Chris Woodward — 2005 Topps Total card in which it’s painfully obvious he’s wearing a uniform top untucked over civilian garb. Surprised Willie didn’t fine him for that. I’m hoping for a better card. Just put him on Marlon Anderson’s. Woonderson!

Kaz Ishii — Some guys wind up with lame cards (in Kaz’s case, an uninspiring 2005 Topps Total) but I find myself fervently hoping that I never have a chance to replace the lame card with something more eye-catching. Kaz Ishii having a decent 2006 card in a Met uniform could mean Kaz Ishii was a 2006 Met. You see the problem.

Ramon Castro — Pretty good Topps Total card, marred only by the horrible black-and-blue top. The Round Mound of Pound is another guy who deserves a real 2006 card.

Felix Heredia — Shares a 2005 Topps Total card with back-stabbing incompetent Mike DeJean, which is perfect. Plus Felix’s glove appears to say “El Gato,” which is annoying. Double cards are frowned on in THB. Instead, Felix gets a 2004 Topps Total card in a Yankee uniform. Yankees are frowned on in THB. Felix Heredia is frowned on in THB. Let’s just move on.
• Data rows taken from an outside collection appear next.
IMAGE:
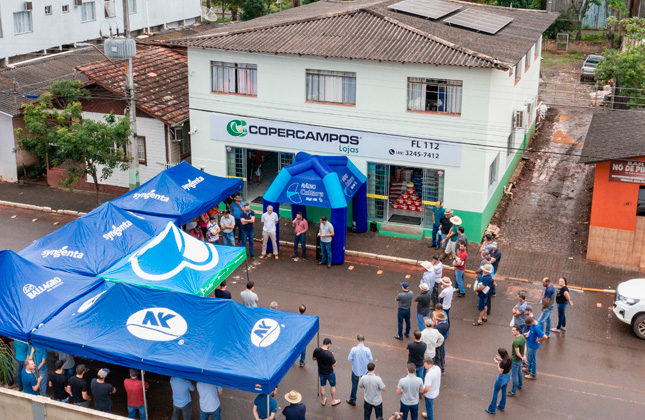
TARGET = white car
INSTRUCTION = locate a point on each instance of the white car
(629, 305)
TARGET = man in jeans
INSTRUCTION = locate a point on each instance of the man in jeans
(181, 400)
(300, 226)
(360, 356)
(373, 385)
(325, 233)
(227, 224)
(405, 302)
(548, 302)
(518, 355)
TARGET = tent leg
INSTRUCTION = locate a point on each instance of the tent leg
(143, 384)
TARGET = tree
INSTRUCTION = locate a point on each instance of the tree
(83, 146)
(252, 9)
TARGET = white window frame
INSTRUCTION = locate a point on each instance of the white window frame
(88, 5)
(421, 88)
(332, 87)
(234, 78)
(31, 22)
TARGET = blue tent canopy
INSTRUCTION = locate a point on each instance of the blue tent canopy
(176, 261)
(31, 295)
(322, 181)
(216, 341)
(92, 243)
(181, 192)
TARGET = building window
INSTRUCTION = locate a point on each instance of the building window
(331, 86)
(141, 149)
(237, 78)
(22, 22)
(492, 172)
(88, 13)
(435, 95)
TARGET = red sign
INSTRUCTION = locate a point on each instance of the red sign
(631, 171)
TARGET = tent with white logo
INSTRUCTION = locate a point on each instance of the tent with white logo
(217, 341)
(176, 261)
(181, 192)
(31, 295)
(93, 243)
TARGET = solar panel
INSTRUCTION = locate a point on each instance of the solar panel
(432, 9)
(479, 21)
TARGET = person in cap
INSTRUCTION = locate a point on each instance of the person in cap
(403, 314)
(295, 410)
(134, 390)
(58, 383)
(326, 362)
(360, 356)
(445, 297)
(423, 301)
(373, 386)
(102, 391)
(438, 211)
(483, 287)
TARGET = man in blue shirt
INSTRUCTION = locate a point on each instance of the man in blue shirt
(535, 335)
(360, 356)
(260, 409)
(548, 302)
(181, 400)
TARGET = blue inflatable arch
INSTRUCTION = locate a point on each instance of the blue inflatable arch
(322, 181)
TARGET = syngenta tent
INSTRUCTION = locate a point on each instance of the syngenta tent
(176, 261)
(31, 295)
(181, 193)
(203, 339)
(94, 242)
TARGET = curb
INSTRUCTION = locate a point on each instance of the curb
(38, 208)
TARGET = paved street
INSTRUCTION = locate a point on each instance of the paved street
(593, 371)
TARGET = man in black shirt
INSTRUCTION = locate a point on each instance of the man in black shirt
(58, 383)
(79, 387)
(326, 363)
(416, 352)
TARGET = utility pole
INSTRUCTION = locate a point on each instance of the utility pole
(132, 107)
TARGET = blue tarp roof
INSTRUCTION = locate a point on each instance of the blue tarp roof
(31, 295)
(91, 244)
(181, 192)
(203, 339)
(176, 261)
(321, 181)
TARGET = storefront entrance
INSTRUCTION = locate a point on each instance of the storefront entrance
(403, 195)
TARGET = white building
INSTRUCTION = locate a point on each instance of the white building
(33, 26)
(408, 98)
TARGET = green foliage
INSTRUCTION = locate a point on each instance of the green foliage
(252, 9)
(80, 145)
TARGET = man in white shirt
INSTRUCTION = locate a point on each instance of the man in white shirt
(269, 221)
(431, 386)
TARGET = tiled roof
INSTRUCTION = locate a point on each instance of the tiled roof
(364, 29)
(160, 79)
(614, 135)
(34, 77)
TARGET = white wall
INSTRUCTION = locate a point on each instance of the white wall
(50, 31)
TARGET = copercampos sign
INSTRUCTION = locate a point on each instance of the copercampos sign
(311, 138)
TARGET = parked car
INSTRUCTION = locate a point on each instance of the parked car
(629, 305)
(589, 66)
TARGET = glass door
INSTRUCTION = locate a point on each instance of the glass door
(378, 179)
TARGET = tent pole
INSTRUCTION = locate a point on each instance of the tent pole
(143, 385)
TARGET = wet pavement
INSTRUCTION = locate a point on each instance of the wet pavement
(593, 371)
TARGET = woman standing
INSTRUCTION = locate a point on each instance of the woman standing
(504, 363)
(562, 298)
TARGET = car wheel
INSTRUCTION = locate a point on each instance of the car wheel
(639, 326)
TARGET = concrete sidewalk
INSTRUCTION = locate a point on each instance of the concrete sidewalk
(516, 263)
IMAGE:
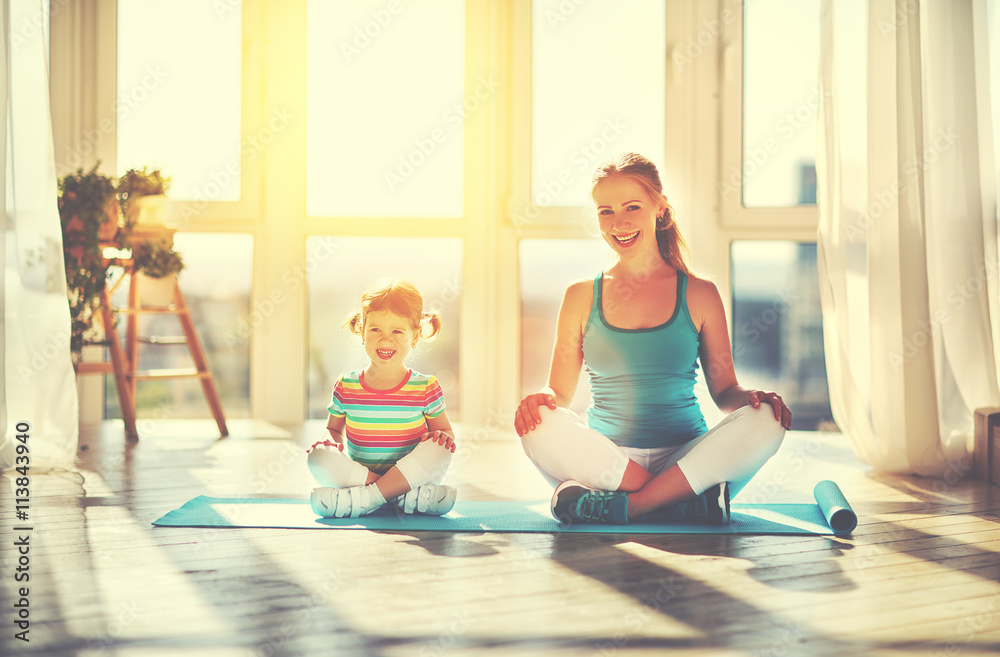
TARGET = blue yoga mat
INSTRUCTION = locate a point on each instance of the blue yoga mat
(510, 516)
Royce Ring — 2004 Tides card. One would think he’d have a shot at a 2006 Mets card, but one would have thought he’d have a shot at being a 2005 September Met, too.

Mike DiFelice — Tides card. There’s a new never-to-return backup catcher in the Holy Books most every year. Hey Mike, meet the fellas. Tom Wilson, Mike. Mike, this is Joe DePastino. Gary Bennett, Mike. Round and round it goes. Of course, none of those guys ever took what should have been Mike Piazza’s final at-bat. What the hell, Willie?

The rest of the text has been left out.